Alors que la crise de l’éducation nationale continue de perturber le calendrier scolaire et d’alimenter les inquiétudes des parents d’élèves, le gouvernement gabonais tente de reprendre la main. Le lundi 26 janvier 2026, le Vice-Président du Gouvernement, Hermann Immongault, a réuni à son cabinet les représentants du mouvement « SOS Éducation », dans une nouvelle tentative de désamorcer le conflit qui oppose depuis plusieurs semaines enseignants et autorités.
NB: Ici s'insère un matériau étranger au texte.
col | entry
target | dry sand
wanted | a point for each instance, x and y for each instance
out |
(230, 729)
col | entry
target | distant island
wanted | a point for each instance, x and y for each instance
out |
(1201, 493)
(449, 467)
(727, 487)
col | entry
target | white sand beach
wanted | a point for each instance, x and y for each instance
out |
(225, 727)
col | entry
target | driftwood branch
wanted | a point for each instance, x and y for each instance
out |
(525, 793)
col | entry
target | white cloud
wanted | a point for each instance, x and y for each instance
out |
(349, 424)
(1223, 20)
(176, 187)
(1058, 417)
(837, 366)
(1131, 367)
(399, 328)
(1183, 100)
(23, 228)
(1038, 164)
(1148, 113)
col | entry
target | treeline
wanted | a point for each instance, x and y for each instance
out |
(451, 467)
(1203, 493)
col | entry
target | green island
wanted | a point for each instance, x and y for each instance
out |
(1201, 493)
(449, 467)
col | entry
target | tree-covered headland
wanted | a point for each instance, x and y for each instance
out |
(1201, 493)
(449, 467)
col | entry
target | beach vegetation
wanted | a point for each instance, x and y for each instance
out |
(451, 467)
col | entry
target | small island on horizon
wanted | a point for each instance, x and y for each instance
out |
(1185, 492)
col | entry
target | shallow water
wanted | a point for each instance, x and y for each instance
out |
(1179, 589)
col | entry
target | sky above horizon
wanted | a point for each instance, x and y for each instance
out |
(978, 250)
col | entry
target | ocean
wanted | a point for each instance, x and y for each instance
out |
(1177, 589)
Cette rencontre s’inscrit dans la démarche de dialogue inclusif voulue par le Président de la République, Brice Clotaire Oligui Nguema, déterminé à privilégier la concertation face à une crise aux conséquences sociales et pédagogiques lourdes. Autour de la table figuraient plusieurs membres clés de l’exécutif : la ministre d’État en charge de l’Éducation nationale, Camélia Ntoutoume-Leclercq, la ministre de la Fonction publique, Laurence Ndong, ainsi que le ministre délégué à l’Économie chargé du Budget, Marc Abéghé.
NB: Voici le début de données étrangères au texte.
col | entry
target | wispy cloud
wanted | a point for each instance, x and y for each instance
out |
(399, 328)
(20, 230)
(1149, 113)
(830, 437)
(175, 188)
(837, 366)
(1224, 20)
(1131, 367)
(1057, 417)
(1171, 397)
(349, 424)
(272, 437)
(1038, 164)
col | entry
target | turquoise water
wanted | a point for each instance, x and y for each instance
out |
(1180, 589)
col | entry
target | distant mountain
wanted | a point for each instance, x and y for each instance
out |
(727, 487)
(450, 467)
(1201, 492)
Aux côtés des représentants nationaux du mouvement, plusieurs délégués provinciaux de SOS Éducation ont pris part aux échanges, traduisant la volonté de porter la voix des enseignants de l’intérieur du pays. Les discussions ont permis d’aborder les principaux points de blocage à l’origine du mouvement de contestation, notamment les questions statutaires, les conditions de travail et les engagements financiers attendus de l’État.
Relançant officiellement les travaux de la commission interministérielle tripartite, cette séance marque une étape importante dans le processus de négociation. Selon des sources proches du dossier, les échanges se sont déroulés dans un climat jugé plus apaisé, chaque partie affichant une volonté commune de parvenir à un compromis réaliste, compatible avec les contraintes budgétaires actuelles.
Ces discussions sont perçues comme une avancée significative dans la recherche d’une issue durable à la crise. Elles pourraient, si elles se traduisent rapidement par des décisions concrètes, ouvrir la voie à une sortie progressive de l’impasse et à une reprise effective des cours sur l’ensemble du territoire. Pour l’heure, enseignants et familles restent suspendus aux conclusions de la commission, dans l’attente de signaux forts capables de restaurer la confiance.
Dans un contexte où l’école demeure l’un des piliers de la reconstruction nationale, l’exécutif joue désormais une partie décisive. De l’issue de ces négociations dépend non seulement le retour à la normalité dans les établissements, mais aussi la crédibilité du dialogue social prôné au sommet de l’État.